SZ DJI Technology Co., Ltd., connue sous la marque DJI, conçoit des systèmes robotiques dont les drones constituent le cœur historique. Installée à Shenzhen, en Chine, l’entreprise associe commandes de vol, capteurs, transmission vidéo et stabilisation mécanique pour rendre ces appareils utilisables au-delà des seuls spécialistes de l’aéromodélisme. Son offre, présentée sur dji.com, couvre aussi bien la création audiovisuelle que l’inspection d’infrastructures, la cartographie ou certains travaux agricoles.
De Shenzhen à la diffusion du drone civil
DJI est fondée en 2006 par Frank Wang, également connu sous le nom de Wang Tao, après ses études à l’Université des sciences et technologies de Hong Kong. Ses premiers développements portent sur les systèmes de contrôle de vol. L’entreprise élargit ensuite son approche pour proposer des appareils intégrés, combinant plateforme volante, électronique embarquée et outils de pilotage.
La gamme Phantom, lancée en 2013, marque une étape dans la diffusion des drones de prise de vue. Elle contribue à simplifier l’accès à la photographie et à la vidéo aériennes. Les familles Mavic, puis les modèles compacts Mini, prolongent cette logique avec des formats plus transportables. Cette évolution s’appuie sur l’écosystème industriel de Shenzhen, qui facilite l’articulation entre conception électronique, prototypage et fabrication.
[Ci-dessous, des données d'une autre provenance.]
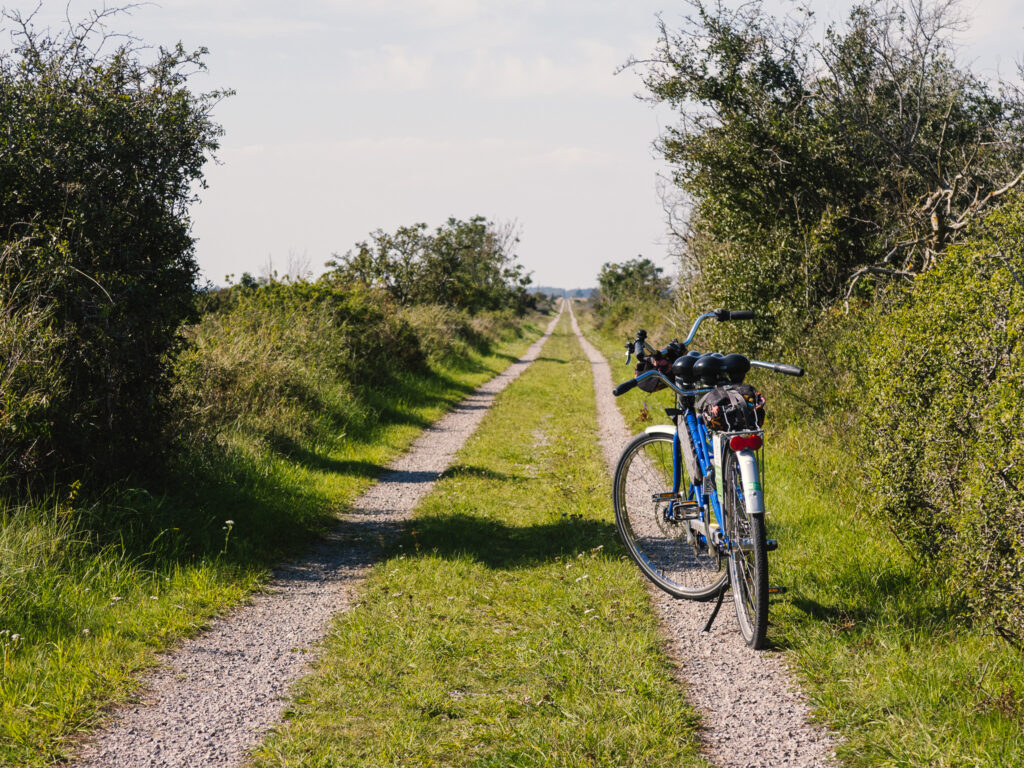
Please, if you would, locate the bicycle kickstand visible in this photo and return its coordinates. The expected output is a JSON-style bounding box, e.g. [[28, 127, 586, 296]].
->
[[701, 590, 725, 632]]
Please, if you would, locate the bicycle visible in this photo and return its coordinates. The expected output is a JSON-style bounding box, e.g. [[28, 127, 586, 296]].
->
[[613, 309, 804, 648]]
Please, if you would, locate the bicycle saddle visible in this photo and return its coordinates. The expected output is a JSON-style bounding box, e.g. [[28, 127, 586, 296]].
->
[[693, 353, 725, 387]]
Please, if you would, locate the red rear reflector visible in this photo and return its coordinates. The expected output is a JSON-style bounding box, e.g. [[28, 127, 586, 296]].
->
[[729, 434, 764, 451]]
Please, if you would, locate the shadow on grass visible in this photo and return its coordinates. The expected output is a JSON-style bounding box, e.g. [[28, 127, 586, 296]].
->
[[769, 569, 967, 649]]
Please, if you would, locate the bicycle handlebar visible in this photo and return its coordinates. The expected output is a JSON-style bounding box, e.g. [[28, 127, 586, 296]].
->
[[683, 309, 754, 346], [611, 379, 637, 397], [751, 360, 804, 376]]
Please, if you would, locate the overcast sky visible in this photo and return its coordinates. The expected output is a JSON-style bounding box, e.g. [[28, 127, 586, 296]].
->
[[7, 0, 1024, 288]]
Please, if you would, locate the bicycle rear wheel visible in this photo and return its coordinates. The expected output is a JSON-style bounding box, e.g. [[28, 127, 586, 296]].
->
[[723, 453, 768, 649], [613, 433, 728, 600]]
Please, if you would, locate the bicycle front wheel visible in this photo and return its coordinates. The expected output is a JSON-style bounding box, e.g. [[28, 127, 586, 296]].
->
[[723, 453, 768, 648], [613, 433, 728, 600]]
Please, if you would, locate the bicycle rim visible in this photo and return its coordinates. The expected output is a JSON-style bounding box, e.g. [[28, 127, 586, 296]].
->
[[614, 434, 728, 600], [724, 454, 768, 648]]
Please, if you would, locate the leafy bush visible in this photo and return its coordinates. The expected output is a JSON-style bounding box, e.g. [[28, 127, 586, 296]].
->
[[0, 13, 221, 476], [328, 216, 531, 313], [642, 0, 1024, 349], [863, 197, 1024, 644]]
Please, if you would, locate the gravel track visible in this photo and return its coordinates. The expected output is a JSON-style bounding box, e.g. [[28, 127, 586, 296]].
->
[[568, 302, 836, 768], [74, 302, 564, 768]]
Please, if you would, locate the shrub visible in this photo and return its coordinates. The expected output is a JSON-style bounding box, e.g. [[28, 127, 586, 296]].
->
[[863, 197, 1024, 644], [0, 13, 221, 476]]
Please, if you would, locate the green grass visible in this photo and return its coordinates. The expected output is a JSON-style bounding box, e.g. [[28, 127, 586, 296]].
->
[[0, 315, 541, 766], [253, 315, 703, 768], [578, 303, 1024, 768]]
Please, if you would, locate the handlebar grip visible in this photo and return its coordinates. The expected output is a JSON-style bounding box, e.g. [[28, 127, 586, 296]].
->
[[715, 309, 754, 323], [611, 379, 637, 397], [775, 362, 804, 376]]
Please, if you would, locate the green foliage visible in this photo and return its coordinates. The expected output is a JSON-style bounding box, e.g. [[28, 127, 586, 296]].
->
[[863, 197, 1024, 645], [597, 256, 670, 304], [645, 0, 1024, 347], [328, 216, 531, 313], [0, 13, 221, 476]]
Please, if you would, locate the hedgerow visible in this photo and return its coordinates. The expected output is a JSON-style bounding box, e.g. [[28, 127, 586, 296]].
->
[[0, 13, 222, 477], [862, 197, 1024, 644]]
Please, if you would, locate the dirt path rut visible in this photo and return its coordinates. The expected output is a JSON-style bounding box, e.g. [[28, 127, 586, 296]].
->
[[569, 302, 835, 768], [73, 304, 564, 768]]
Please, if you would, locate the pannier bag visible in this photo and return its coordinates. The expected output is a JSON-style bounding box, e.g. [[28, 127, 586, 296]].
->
[[697, 384, 765, 432], [636, 339, 686, 392]]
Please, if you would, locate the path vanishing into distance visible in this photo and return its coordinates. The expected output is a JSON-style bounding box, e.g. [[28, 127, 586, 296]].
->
[[74, 310, 561, 768], [73, 301, 835, 768]]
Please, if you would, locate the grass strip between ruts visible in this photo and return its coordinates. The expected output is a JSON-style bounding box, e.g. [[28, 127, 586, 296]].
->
[[0, 318, 547, 766], [577, 308, 1024, 768], [254, 313, 703, 767]]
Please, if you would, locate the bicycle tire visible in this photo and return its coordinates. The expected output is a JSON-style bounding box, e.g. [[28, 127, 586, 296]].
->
[[723, 452, 768, 649], [612, 433, 729, 600]]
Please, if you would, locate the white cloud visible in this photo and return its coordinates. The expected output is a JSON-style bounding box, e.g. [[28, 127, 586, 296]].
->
[[340, 45, 434, 92], [462, 40, 632, 97]]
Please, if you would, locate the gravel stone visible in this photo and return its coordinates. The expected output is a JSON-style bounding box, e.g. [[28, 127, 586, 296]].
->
[[73, 310, 561, 768], [569, 302, 837, 768]]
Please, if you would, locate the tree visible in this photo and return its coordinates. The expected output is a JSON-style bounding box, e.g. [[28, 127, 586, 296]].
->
[[0, 11, 225, 481], [327, 216, 529, 311], [597, 256, 669, 304], [632, 0, 1024, 333]]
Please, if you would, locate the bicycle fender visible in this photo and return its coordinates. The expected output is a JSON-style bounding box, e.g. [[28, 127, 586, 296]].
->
[[736, 451, 765, 515], [644, 424, 676, 434]]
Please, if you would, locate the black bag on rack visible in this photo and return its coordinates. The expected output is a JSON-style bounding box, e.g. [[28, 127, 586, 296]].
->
[[697, 384, 765, 432]]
Des plateformes aériennes aux équipements d’image
Pour le grand public et les créateurs, DJI développe notamment les gammes Mini, Air et Mavic. Selon les modèles, elles combinent assistance au pilotage, détection d’obstacles, suivi de sujet et fonctions de capture automatisées. Ces capacités relèvent d’une robotique embarquée associant perception de l’environnement et contrôle du mouvement, sans supprimer la responsabilité du télépilote ni les contraintes réglementaires.
Les usages professionnels reposent sur des plateformes comme Matrice et sur des charges utiles adaptées aux missions : caméras thermiques, capteurs destinés au relevé ou systèmes d’imagerie spécialisés. Les logiciels de planification, de gestion des opérations et de traitement des données complètent le matériel. Dans l’agriculture, la gamme Agras vise notamment la pulvérisation et l’épandage, avec des conditions d’emploi dépendant des autorisations locales.
DJI intervient également dans la production audiovisuelle au sol. Les stabilisateurs Ronin, les caméras et dispositifs Osmo mobilisent des compétences communes en motorisation, stabilisation et traitement de l’image. Cette diversification permet à l’entreprise de servir des vidéastes, des équipes de tournage et des utilisateurs mobiles sans dépendre exclusivement des usages aériens.
Et maintenant ?
La trajectoire de DJI se joue autant dans l’intégration technique que dans l’acceptabilité de ses équipements. L’automatisation des missions, les stations d’accueil pour drones et l’exploitation des données ouvrent des perspectives pour l’inspection récurrente et la surveillance de sites. Leur déploiement reste toutefois conditionné par les règles de vol, notamment hors vue, et par les exigences de sécurité.
La protection des données et la souveraineté technologique constituent d’autres enjeux majeurs. Les restrictions et débats visant les drones chinois, particulièrement aux États-Unis, peuvent peser sur l’accès à certains marchés. Pour DJI, l’enjeu consiste donc à faire évoluer ses plateformes tout en répondant aux attentes de conformité, de fiabilité et de maîtrise des données des clients professionnels.